Mr. Breivik’s trial was the most high profile necessity trial on the world stage, for decades. If Mr. Breivik wants to deny himself and other White Nationalists, their right to the court conducting a full impartial enquiry into their necessity evidence, by conducting a subjective and objective test thereof; then that is Mr. Breivik and White Nationalists right to deny themselves an impartial enquiry by the court of their necessity evidence.

The denial by the court, to Mr. Breivik of his right to an objective and subjective test of his necessity evidence, should not be allowed to set a precedent where environmental, immigrant, religious or other necessity activists are also denied their right to an objective and subjective examination of their necessity evidence, just because one white nationalist chooses to become a martyr, with the enthusiastic support of the Oslo District Court and Norwegian Prosecutory authorities.

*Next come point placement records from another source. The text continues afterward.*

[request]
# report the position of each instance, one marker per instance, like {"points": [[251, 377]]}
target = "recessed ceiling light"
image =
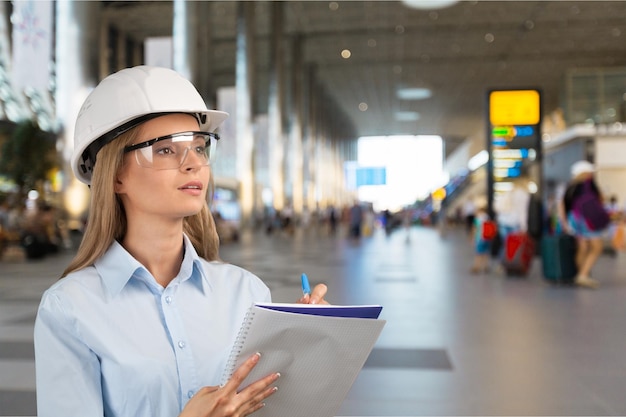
{"points": [[414, 93], [429, 4], [406, 116]]}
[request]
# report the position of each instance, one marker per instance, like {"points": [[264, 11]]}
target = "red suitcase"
{"points": [[518, 253]]}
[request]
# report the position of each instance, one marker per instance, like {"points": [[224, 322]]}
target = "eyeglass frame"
{"points": [[150, 142]]}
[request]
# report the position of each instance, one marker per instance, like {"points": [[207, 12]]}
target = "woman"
{"points": [[579, 221], [142, 322]]}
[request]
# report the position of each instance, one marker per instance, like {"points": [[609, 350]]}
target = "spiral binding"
{"points": [[235, 351]]}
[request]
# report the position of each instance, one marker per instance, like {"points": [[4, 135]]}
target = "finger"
{"points": [[263, 390], [242, 372], [305, 299], [317, 296]]}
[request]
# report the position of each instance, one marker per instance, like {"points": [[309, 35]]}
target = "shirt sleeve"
{"points": [[67, 371]]}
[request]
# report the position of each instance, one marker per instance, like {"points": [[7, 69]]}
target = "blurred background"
{"points": [[382, 102]]}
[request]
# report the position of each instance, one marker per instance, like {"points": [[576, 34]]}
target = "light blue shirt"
{"points": [[110, 341]]}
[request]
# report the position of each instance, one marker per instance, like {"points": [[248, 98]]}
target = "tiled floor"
{"points": [[455, 344]]}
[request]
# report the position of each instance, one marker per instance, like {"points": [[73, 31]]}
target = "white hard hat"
{"points": [[127, 98], [581, 167]]}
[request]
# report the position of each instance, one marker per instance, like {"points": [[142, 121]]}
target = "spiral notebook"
{"points": [[319, 351]]}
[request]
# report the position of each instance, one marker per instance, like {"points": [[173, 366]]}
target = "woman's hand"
{"points": [[225, 401], [316, 297]]}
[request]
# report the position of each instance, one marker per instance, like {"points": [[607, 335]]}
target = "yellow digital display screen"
{"points": [[514, 107]]}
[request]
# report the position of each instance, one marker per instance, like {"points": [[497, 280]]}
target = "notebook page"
{"points": [[318, 357]]}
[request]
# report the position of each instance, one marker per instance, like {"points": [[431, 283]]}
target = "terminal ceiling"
{"points": [[458, 52]]}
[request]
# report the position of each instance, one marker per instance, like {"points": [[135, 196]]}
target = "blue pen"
{"points": [[306, 288]]}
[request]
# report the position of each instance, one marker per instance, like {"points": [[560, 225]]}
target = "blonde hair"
{"points": [[107, 218]]}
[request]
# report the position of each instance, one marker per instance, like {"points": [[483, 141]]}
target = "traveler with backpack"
{"points": [[583, 215]]}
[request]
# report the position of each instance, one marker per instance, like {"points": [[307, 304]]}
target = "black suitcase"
{"points": [[558, 258]]}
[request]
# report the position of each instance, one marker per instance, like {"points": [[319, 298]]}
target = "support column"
{"points": [[184, 39], [77, 32], [295, 134], [275, 107], [245, 92], [205, 57]]}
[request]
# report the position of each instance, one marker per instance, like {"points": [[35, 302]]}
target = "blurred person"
{"points": [[355, 220], [512, 212], [581, 213], [469, 213], [143, 319], [482, 246]]}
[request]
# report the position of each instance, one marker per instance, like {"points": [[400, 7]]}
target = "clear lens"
{"points": [[173, 151]]}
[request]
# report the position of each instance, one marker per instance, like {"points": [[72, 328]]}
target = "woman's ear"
{"points": [[118, 185]]}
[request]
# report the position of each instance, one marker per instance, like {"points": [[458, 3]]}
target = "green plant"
{"points": [[27, 155]]}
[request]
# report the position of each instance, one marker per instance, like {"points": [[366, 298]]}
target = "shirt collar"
{"points": [[117, 267]]}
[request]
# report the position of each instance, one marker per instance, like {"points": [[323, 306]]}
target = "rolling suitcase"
{"points": [[518, 253], [558, 258]]}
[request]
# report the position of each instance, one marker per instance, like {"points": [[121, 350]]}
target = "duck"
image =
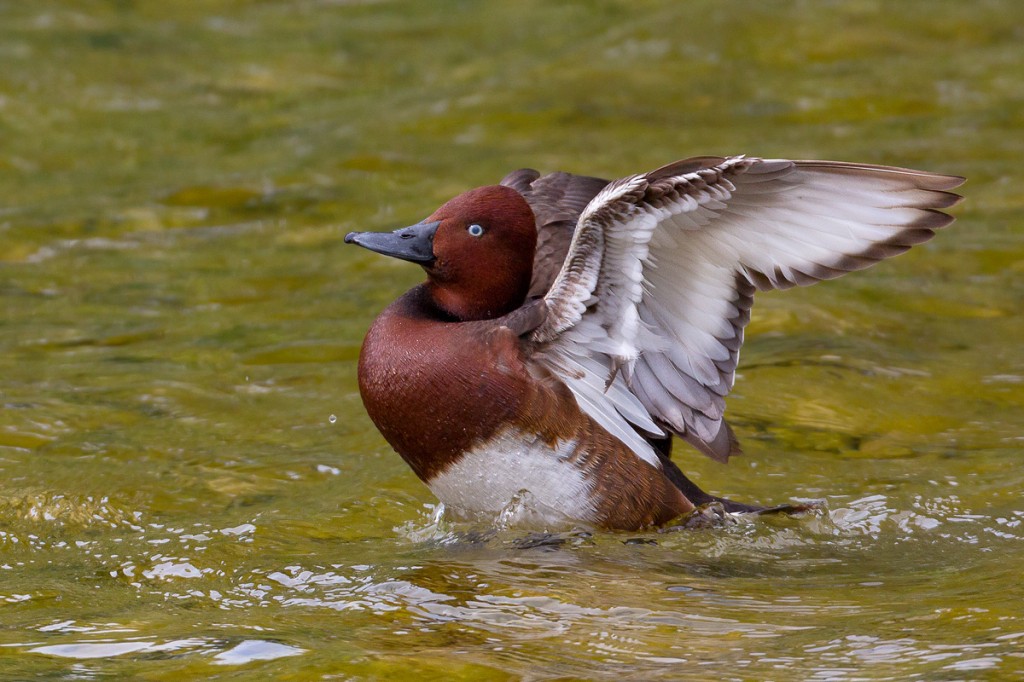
{"points": [[569, 327]]}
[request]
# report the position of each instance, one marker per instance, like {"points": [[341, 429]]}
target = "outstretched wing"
{"points": [[557, 200], [646, 315]]}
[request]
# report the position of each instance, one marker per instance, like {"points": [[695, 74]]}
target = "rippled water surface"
{"points": [[190, 488]]}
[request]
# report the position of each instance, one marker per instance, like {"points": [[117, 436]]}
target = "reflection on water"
{"points": [[189, 486], [799, 586]]}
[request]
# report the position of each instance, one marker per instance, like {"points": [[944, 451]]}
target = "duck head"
{"points": [[477, 251]]}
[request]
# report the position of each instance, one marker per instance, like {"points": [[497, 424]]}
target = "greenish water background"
{"points": [[188, 484]]}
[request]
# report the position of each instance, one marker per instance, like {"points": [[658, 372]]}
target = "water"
{"points": [[188, 484]]}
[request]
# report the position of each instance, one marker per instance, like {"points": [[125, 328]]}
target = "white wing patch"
{"points": [[658, 282]]}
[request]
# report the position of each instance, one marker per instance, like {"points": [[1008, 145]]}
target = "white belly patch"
{"points": [[518, 468]]}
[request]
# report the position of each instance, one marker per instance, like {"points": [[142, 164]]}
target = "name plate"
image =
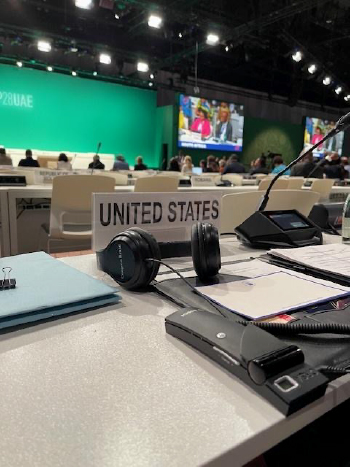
{"points": [[167, 216]]}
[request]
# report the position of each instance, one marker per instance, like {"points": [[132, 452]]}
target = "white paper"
{"points": [[271, 294], [333, 258]]}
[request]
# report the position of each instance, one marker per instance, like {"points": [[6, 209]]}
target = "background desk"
{"points": [[109, 388], [45, 191]]}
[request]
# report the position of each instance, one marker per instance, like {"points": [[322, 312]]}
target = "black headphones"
{"points": [[128, 256]]}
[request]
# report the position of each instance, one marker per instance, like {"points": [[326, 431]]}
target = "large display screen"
{"points": [[315, 130], [210, 124]]}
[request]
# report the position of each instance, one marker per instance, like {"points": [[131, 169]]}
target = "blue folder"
{"points": [[46, 287]]}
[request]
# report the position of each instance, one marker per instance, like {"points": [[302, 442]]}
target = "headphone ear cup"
{"points": [[149, 268], [205, 250]]}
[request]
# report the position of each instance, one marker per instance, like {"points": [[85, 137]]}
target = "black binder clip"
{"points": [[7, 283]]}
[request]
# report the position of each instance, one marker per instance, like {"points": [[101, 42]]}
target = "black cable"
{"points": [[300, 328], [188, 283]]}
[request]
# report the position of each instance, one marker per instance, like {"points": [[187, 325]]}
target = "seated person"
{"points": [[139, 164], [233, 166], [259, 166], [63, 162], [279, 165], [28, 161], [187, 165], [305, 167], [96, 163], [201, 123], [4, 159], [224, 127], [120, 164], [174, 165]]}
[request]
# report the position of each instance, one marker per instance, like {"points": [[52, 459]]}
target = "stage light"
{"points": [[105, 59], [143, 67], [85, 4], [212, 39], [44, 46], [297, 56], [155, 21]]}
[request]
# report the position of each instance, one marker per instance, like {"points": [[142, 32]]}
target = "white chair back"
{"points": [[156, 184], [280, 184], [323, 187], [237, 207], [70, 215]]}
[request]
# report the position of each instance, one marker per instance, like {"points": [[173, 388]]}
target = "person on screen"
{"points": [[4, 159], [201, 124], [187, 165], [96, 163], [317, 137], [224, 127], [305, 167], [139, 164], [28, 161], [174, 165], [233, 166], [63, 162], [120, 163], [279, 165]]}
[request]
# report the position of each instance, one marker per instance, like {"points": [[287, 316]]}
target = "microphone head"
{"points": [[343, 123]]}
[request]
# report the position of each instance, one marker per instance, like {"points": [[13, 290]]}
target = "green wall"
{"points": [[51, 111]]}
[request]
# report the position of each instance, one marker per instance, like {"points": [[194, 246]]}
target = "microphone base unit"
{"points": [[272, 368], [279, 229]]}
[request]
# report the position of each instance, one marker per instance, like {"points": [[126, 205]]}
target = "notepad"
{"points": [[47, 287], [271, 294]]}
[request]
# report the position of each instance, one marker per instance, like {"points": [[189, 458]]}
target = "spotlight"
{"points": [[338, 90], [105, 59], [85, 4], [312, 68], [155, 21], [143, 67], [297, 56], [212, 39], [44, 46]]}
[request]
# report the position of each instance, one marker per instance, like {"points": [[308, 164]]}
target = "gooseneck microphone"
{"points": [[342, 124]]}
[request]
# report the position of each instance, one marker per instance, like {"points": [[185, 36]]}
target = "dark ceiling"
{"points": [[261, 35]]}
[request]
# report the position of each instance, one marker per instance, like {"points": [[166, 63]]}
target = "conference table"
{"points": [[10, 195], [110, 388]]}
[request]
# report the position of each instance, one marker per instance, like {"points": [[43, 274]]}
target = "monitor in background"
{"points": [[210, 124], [197, 170], [315, 129]]}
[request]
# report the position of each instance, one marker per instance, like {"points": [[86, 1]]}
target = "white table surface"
{"points": [[110, 388]]}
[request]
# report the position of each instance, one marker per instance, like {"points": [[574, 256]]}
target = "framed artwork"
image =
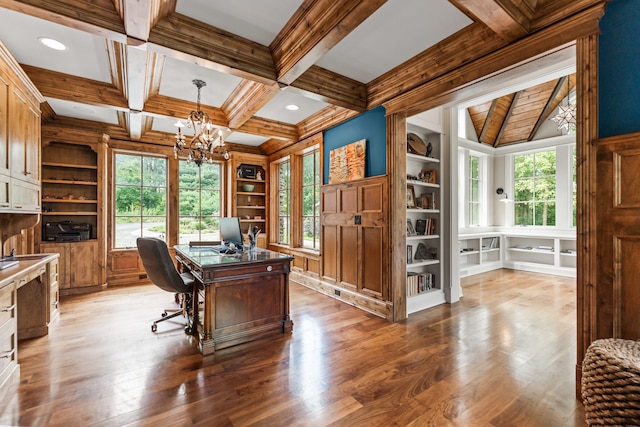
{"points": [[347, 163], [411, 197]]}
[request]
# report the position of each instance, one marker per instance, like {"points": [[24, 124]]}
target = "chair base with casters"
{"points": [[169, 313], [162, 272]]}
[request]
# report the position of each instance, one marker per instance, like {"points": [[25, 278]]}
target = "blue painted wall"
{"points": [[371, 126], [619, 69]]}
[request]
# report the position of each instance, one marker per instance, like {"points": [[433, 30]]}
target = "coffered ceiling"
{"points": [[128, 65]]}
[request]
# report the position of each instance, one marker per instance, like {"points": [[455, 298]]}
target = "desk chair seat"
{"points": [[162, 272]]}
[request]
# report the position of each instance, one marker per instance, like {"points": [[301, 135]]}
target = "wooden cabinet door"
{"points": [[618, 237], [63, 262], [32, 145], [4, 124], [83, 264], [18, 108]]}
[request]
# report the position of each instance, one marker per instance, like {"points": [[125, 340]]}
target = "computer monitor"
{"points": [[230, 231]]}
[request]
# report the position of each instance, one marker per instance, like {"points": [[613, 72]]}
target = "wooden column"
{"points": [[587, 245], [397, 169]]}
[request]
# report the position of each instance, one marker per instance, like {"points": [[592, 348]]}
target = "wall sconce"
{"points": [[506, 198]]}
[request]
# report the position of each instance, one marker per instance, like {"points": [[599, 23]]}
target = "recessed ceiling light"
{"points": [[83, 109], [52, 43]]}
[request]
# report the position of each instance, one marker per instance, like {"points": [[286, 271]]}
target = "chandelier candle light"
{"points": [[206, 140]]}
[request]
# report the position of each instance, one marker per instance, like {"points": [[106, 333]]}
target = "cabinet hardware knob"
{"points": [[8, 354], [8, 309]]}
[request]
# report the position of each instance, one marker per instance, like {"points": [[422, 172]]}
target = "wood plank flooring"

As detailed in my Notice of Motion ground [A.1.g] (Necessity and Guilt Judgement’s Absence of Objective and Subjective Test Enquiry and Conclusions Renders it Discriminatory Precedent) it is my assertion that the ‘Nodrett/Necessity’ ruling in the Oslo District Court: Breivik judgement as it currently stands discriminates against other future necessity activists, by setting a precedent whereby they can be denied (or can due to ignorance deny themselves, by lacking the knowledge to assert their right thereto); an objective and subjective examination of their necessity evidence.

My application for review is accordingly to demand the right to an effective remedy, to amend this discriminatory necessity ruling in the Oslo District Court’s Breivik judgement, from affecting other necessity activists.

ECHR: ARTICLE 13: Right to an effective remedy
Everyone whose rights and freedoms as set forth in this Convention are violated shall have an effective remedy before a national authority notwithstanding that the violation has been committed by persons acting in an official capacity.

ECHR: ARTICLE 14: Prohibition of discrimination
The enjoyment of the rights and freedoms set forth in this Convention shall be secured without discrimination on any ground such as sex, race, colour, language, religion, political or other opinion, national or social origin, association with a national minority, property, birth or other status.


Request Norwegian Court Officials Provide Consideration to my Review Application, equivalent to the Consideration Given by Military Judge Lind in the Bradley Manning Courtmartial to Letters from Center for Constitutional Rights:

In the case of Bradley Manning’s court martial before a U.S military court, lawyers simply wrote two letters (i.e. not official Notice of Motion applications) to the presiding Chief Judge Lind, objecting to the courts secrecy about particular issues. The Judge proceeded to honourably publicly in court proceedings acknowledge receipt of the letters, file them as public court record exhibits, and treated them as a request to intervene, providing an official court record denial of the request.

Appellee's answer to Appellants Petition for Extraordinary Relief in the Nature of Writs of Mandamus and Prohibition (Pg2-3)

On March 21, appellants, who are not parties to the court martial, sent a letter to the military judge requesting the Court: "make available to the public and the media for inspection and copying all documents and information filed in the Manning case, including the docket sheet, all motions and responses thereto, all rulings and orders, and verbatim transcripts or other recordings of all conferences and hearings before the Court."

At the 39(a) session on April 24, the military judge marked appellants letter as Appellate Exhibit 66, treated it as a request to intervene, and denied the request."

I would imagine if a Military Judge in a Military Court (generally considered far more formalistic than a civilian court) could favourably interpret a letter as an application; then a civilian court could provide a Pro Se applicant who filed an application, with the same honourable transparency? Is this too much to ask of Norwegian jurists and court officials?